When farmers in Punjab close highways, squat on railway tracks, make toll plazas free and support issues unrelated to their profession, the media and society wrongly conclude that farmer unions have become contrarians. This is an incorrect perception because a contrarian is not one who always objects. A contrarian reasons independently and does not conform to oppose at every turn. Thus, farmers’ protests have lost the support and sympathy of the non-farming classes.

More worrisome is that a large percentage of the country has now become indifferent. If outcomes are to change, so must behaviour. This must be true in policy and for farmer advocacy.

A myth being propagated to distract the attention of the farmers from the real issue is that paddy procurement at MSP will end.
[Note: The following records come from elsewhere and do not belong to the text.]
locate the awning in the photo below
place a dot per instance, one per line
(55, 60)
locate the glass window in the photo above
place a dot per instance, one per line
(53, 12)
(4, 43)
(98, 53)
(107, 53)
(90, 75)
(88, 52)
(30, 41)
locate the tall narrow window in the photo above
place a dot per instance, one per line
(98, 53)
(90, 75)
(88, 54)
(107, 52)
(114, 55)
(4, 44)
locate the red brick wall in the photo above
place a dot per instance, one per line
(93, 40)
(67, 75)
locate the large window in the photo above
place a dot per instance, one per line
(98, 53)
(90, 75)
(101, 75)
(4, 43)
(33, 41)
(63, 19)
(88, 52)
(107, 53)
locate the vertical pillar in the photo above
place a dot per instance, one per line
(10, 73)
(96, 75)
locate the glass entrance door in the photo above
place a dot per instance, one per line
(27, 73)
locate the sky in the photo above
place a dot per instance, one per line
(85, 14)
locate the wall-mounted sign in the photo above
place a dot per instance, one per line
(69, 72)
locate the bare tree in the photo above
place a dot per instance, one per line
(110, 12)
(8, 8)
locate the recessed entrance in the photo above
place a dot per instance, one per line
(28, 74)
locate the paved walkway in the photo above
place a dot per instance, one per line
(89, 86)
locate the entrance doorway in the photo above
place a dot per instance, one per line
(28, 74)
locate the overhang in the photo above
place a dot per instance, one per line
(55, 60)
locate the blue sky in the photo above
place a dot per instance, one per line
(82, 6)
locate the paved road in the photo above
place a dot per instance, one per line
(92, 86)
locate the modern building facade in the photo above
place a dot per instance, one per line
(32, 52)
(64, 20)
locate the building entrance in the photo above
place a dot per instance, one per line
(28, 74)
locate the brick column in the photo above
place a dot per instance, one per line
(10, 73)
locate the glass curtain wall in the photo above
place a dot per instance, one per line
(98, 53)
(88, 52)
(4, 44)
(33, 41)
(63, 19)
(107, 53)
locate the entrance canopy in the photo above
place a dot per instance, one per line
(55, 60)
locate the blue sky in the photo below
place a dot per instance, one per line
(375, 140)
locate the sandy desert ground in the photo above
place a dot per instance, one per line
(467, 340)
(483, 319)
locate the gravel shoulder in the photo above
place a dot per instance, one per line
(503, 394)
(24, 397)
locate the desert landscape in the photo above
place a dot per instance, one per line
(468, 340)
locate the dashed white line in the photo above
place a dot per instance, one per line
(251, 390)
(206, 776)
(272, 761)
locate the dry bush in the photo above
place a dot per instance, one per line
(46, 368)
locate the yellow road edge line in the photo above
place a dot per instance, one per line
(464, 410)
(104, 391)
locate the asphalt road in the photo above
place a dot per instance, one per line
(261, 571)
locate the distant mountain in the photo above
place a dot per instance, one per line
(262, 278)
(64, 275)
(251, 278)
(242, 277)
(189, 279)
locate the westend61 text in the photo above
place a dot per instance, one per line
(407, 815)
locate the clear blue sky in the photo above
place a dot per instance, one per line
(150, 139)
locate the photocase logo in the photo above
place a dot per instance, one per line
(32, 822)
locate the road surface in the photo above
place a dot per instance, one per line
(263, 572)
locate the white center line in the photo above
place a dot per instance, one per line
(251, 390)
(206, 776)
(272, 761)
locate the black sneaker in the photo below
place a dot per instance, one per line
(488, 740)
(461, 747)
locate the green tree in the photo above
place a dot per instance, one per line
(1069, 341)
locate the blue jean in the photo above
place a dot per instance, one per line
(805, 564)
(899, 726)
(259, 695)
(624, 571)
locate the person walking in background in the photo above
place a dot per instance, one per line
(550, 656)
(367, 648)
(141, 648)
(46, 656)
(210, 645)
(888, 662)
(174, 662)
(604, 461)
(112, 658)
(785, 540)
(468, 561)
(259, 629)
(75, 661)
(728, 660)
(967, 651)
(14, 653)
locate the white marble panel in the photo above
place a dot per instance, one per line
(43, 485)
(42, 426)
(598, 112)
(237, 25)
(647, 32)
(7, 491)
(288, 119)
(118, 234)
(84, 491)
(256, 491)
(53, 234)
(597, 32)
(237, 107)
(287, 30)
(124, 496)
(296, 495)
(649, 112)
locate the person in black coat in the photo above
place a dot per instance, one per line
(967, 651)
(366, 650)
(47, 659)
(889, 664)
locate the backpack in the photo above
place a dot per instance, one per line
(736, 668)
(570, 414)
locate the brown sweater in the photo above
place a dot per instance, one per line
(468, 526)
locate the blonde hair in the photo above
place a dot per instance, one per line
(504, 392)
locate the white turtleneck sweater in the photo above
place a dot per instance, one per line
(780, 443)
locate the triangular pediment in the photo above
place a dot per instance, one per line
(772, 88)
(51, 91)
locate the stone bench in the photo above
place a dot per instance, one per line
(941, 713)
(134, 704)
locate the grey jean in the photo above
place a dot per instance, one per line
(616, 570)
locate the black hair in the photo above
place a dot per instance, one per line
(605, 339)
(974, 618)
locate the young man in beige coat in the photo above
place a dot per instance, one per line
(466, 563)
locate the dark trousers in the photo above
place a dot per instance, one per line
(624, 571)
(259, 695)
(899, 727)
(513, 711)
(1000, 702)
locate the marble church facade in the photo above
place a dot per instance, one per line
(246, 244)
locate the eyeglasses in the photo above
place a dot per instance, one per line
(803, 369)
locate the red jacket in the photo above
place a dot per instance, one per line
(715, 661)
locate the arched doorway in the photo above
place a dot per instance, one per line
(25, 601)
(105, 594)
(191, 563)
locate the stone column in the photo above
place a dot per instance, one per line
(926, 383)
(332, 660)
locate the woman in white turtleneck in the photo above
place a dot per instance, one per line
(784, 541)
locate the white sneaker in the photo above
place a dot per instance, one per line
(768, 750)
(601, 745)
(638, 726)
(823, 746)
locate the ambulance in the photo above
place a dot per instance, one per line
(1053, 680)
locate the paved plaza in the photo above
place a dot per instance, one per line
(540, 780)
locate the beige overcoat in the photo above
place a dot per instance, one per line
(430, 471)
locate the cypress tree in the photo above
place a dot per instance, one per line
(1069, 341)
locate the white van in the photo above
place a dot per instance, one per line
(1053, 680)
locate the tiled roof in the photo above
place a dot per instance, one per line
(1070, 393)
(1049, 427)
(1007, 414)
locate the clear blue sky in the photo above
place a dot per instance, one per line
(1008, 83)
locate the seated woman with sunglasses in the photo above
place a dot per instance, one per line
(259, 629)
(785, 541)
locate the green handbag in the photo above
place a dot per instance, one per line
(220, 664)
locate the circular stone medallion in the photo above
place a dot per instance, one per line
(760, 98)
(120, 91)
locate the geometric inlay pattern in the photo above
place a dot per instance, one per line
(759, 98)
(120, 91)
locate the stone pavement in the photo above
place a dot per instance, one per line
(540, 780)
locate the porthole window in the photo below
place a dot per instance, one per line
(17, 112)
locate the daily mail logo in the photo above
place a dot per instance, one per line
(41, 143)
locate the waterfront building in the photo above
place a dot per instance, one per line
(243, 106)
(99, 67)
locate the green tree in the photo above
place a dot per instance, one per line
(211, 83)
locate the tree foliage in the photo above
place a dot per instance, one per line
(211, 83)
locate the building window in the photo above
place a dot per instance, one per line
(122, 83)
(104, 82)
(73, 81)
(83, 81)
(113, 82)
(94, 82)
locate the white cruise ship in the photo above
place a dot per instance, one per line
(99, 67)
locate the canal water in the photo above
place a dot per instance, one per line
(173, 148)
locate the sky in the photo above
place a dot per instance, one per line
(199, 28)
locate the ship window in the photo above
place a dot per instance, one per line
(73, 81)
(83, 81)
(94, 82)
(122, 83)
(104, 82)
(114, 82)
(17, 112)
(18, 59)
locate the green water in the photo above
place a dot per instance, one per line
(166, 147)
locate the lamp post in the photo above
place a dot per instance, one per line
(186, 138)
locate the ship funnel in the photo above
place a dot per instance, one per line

The fact is that under the Modi government, the numbers of farmers benefiting from the MSP has risen by 50 per cent and procurement increased to include more crops and regions. Having absurdly promised free grains to 800 crore people for five years, there is no way the PM could end the MSP procurement even if he wanted to. This is especially so after the ruling party won only 240 parliamentary seats at the hustings, changing the trajectory of politics in the country.

As in the ripening of grain, time is a factor, and this crisis, too, has been a long time in the making. The Akali Dal and the Indian National Congress, having ruled Punjab for decades, are equally answerable for the chaotic times. The Aam Aadmi Party has only perpetuated the blasphemous state of affairs.

Its Delhi durbar controlling the strings and the administration in the state has made the Chief Minister pick the wrong battles. But after being at the helm for over two years, the CM should have known which bridges to cross and which to burn.